One of the things I think about a lot when I'm taking a daily mental survey of my jam business is the question of how to paint a frank picture. Last spring as I fidgeted around, wondering how, wondering when and where to start this fruit and honey preservation project, I probably spent the most time wishing a written manual already existed that covered all my questions, the technical ones about permitting, money, and liability insurance. I vowed that if I ever did pull it together and start a business, I'd keep notes and my notes would be detailed, funny because they included all my mistakes, and they would be typed so I could share them easily. Most important though, in any sharing I did, on Facebook or blogging, I didn't want to post when things were only going well. Doing so didn't seem honest. Actually, it just didn't seem nice. "Look, look at all these lovely things happening to me! Blah blah blah..."
But when things have gone wrong and I've noted the mistake as one to share, to laugh about it, to get it off my chest, maybe even as a cautionary anecdote, I get stopped by something else. Worry. I worry that anyone reading will just think I have no idea what I'm doing and instead of being helpful to someone or being funny, I'm just demonstrating an untrustworthiness. I know that people expect each other to make mistakes, we all know that sometimes a day goes wrong, and sometimes finding out about that is really heartwarming, but I think that's only the case if we're craving someone's vulnerability OR a lot of time has passed and a mistake is far, far away, settled at a solid distance from the present.

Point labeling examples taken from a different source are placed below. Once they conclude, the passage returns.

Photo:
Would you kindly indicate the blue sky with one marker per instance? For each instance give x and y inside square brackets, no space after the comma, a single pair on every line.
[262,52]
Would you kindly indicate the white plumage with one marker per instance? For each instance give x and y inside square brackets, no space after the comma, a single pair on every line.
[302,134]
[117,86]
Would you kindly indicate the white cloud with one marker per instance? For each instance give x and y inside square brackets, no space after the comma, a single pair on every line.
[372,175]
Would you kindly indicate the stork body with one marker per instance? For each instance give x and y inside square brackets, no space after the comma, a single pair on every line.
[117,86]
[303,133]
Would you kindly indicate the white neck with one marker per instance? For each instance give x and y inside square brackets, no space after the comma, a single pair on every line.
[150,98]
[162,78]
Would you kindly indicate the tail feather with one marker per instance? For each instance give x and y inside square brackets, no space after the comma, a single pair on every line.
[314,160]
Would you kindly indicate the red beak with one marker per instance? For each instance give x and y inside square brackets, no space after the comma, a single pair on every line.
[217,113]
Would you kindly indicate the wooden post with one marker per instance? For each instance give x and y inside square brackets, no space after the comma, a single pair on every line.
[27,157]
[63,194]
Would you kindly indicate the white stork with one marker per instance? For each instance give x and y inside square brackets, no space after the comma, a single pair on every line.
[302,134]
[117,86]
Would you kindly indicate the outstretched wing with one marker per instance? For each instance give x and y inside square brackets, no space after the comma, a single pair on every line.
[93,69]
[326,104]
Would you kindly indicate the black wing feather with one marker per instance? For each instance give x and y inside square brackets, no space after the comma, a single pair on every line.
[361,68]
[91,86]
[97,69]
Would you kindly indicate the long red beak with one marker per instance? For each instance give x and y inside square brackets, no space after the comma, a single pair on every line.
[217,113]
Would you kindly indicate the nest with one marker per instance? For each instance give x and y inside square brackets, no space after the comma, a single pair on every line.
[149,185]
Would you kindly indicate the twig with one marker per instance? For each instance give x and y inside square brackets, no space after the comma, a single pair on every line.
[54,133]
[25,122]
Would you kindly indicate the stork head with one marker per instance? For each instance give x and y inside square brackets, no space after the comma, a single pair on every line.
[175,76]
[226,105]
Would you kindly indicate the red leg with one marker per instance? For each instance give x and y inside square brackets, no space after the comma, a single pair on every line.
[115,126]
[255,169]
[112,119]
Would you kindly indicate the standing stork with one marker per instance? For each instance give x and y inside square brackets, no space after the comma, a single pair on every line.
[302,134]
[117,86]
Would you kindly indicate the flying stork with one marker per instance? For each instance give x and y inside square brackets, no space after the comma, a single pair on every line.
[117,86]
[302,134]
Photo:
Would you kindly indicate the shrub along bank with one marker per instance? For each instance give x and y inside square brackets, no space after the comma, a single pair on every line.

You would think with all this talk I'd have some secret I'm sitting on. I don't. The day to day of the jam business is good. I'm entering a 2 month break from production. It's time meant for planning, for sitting in shops drinking tea followed by cocktails, and for writing.
Today I picked up Nigel Slater's Notes From the Larder, his day by day diary that gives a good picture of how he's created his other books, maybe even how he's created his homey, authoritative style in general. His voice for food is always inspirational. It says be tangential, be detailed, get pondering and write it all down.